The glandular volume of the breast could be a more important indicator than breast density to predict the risk of breast cancer
Fibroglandular tissue, which looks white on mammography, is made up of cells, fibrous tissue and extracellular elements, essentially collagen. The ratio between the amount of fibroglandular tissue with respect to breast volume is called breast density. It varies from one woman to another for genetic reasons and personal history, and changes fundamentally with age and body mass index. Since the 1970s, this value has been studied very closely, since it is known that, apart from "being a woman", having a high breast density is the most prevalent risk factor for the development of breast cancer in the population. But the methods that exist to measure breast density and study the changes that occur in that area over time have limitations, both qualitatively and quantitatively, making it difficult to make an accurate assessment.
For this reason, a group of experts of the Image Gynaecological Diagnosis Service of Dexeus Mujer, led by Dr Jean Browne, has carried out a retrospective cross-sectional study based on the analysis of mammograms performed on a total of 32,448 patients aged 40 and older that perform their annual review in the centre, in order to describe the relationship between the values recorded in breast density, glandular tissue volume and total breast volume and age, throughout of a period of 20 months of follow-up in a clinical setting (from 1 April 2014 to 31 December 2015) in healthy women, as well as to observe the differences in these parameters in women diagnosed with breast cancer in the studied period.

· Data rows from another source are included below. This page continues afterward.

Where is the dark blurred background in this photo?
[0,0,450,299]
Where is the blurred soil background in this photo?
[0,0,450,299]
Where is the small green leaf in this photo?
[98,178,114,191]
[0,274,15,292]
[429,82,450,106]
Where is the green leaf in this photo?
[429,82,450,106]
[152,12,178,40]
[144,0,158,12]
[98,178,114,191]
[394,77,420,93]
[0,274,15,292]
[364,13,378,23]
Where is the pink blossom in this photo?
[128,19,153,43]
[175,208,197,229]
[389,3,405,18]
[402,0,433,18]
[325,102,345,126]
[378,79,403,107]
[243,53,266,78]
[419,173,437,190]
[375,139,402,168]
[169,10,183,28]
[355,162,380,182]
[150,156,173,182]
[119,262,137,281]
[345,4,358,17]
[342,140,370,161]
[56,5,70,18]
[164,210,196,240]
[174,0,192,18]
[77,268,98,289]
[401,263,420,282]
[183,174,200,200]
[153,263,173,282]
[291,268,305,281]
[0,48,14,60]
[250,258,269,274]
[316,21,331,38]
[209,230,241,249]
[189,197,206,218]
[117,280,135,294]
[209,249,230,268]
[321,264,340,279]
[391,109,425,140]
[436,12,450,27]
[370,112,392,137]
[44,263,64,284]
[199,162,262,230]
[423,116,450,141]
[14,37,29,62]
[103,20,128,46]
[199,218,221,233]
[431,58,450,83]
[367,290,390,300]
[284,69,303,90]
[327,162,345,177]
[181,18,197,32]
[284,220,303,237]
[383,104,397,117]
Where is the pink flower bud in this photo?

The study has only taken into account the woman's age when assessing breast density, but not other related aspects, such as the body mass index, the age at which she was a mother for the first time, the number of children, family or personal history or the intake of hormonal medication. The analysed values were those recorded through the photon counting technology which offers high precision in the parameters’ measurement. This technology allows mammography to be performed using a very low dose of radiation to the breast, approximately half that of other systems, and to measure the parameters simultaneously (without additional radiation).

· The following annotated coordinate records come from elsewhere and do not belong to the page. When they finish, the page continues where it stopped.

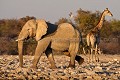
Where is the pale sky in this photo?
[0,0,120,23]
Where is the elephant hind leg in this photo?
[64,52,84,65]
[32,38,50,68]
[45,47,56,69]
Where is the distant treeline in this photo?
[0,9,120,54]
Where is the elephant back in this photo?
[51,23,75,51]
[54,23,75,39]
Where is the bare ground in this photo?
[0,54,120,80]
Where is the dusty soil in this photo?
[0,54,120,80]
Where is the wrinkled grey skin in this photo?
[32,23,84,68]
[16,19,84,68]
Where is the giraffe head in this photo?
[104,8,113,16]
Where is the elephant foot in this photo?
[75,55,84,65]
[50,66,57,69]
[68,64,75,68]
[19,64,24,68]
[30,65,38,69]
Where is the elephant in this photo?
[16,19,84,68]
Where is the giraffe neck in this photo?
[95,13,105,30]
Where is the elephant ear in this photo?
[35,20,48,41]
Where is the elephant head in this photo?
[16,19,48,67]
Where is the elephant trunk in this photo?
[18,40,23,67]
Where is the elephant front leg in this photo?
[45,48,56,69]
[69,53,76,68]
[75,55,84,65]
[31,39,50,68]
[18,41,23,67]
[64,52,84,65]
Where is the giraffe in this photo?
[69,12,86,54]
[86,8,113,62]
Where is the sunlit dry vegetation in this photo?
[0,9,120,54]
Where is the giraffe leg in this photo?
[45,47,56,69]
[95,45,99,62]
[91,48,93,62]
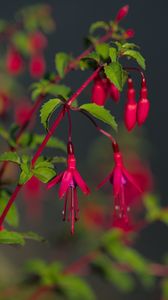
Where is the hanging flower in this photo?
[47,142,90,234]
[98,151,141,223]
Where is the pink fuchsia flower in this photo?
[124,78,137,131]
[6,49,24,75]
[98,151,141,222]
[115,5,129,23]
[91,77,108,106]
[124,28,135,39]
[47,142,90,234]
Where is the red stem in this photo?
[0,184,22,226]
[0,67,101,226]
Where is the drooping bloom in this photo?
[115,5,129,23]
[6,49,24,75]
[47,142,90,234]
[109,82,120,103]
[98,151,141,223]
[124,28,135,39]
[124,78,137,131]
[137,78,150,126]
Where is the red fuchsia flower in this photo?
[29,54,46,78]
[124,28,135,39]
[23,176,45,219]
[91,77,107,106]
[115,5,129,23]
[29,31,47,55]
[6,49,24,75]
[47,142,90,234]
[15,100,32,126]
[98,146,141,223]
[109,83,120,103]
[0,92,9,116]
[124,78,137,131]
[137,78,150,126]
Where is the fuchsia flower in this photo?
[115,5,129,23]
[124,28,135,39]
[91,77,107,106]
[124,78,137,131]
[47,142,90,234]
[6,49,24,75]
[98,148,141,223]
[137,78,150,126]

The results reveal that breast density decreases with age, both in women who have been diagnosed with breast cancer and in healthy women. But regardless of age, breast density and glandular tissue volume are generally higher in women with cancer. They also indicate that glandular tissue volume could be a more important indicator than breast density when predicting the risk of breast cancer, since this parameter is the one that presented a more significant difference (on average 24% more abundant in women with cancer).

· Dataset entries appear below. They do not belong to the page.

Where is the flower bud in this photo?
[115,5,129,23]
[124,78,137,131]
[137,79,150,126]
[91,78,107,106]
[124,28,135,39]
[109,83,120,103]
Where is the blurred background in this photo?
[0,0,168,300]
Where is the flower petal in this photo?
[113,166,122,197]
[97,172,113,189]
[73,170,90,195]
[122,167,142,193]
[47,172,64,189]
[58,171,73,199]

Likewise, the study authors indicate that the precision and simplicity to acquire data from photon counting technology can set the stage for future interventions to reduce breast density or glandular volume of the breast, with the ultimate goal of reducing the incidence of breast cancer.
Browne JL, Casas L, Santandreu G, Rodriguez I, Navarro B, Tresserra F, Pascual MA.
Breast Cancer Res Treat. 2019 Nov 27; doi: 10.1007/s10549-019-05502-7.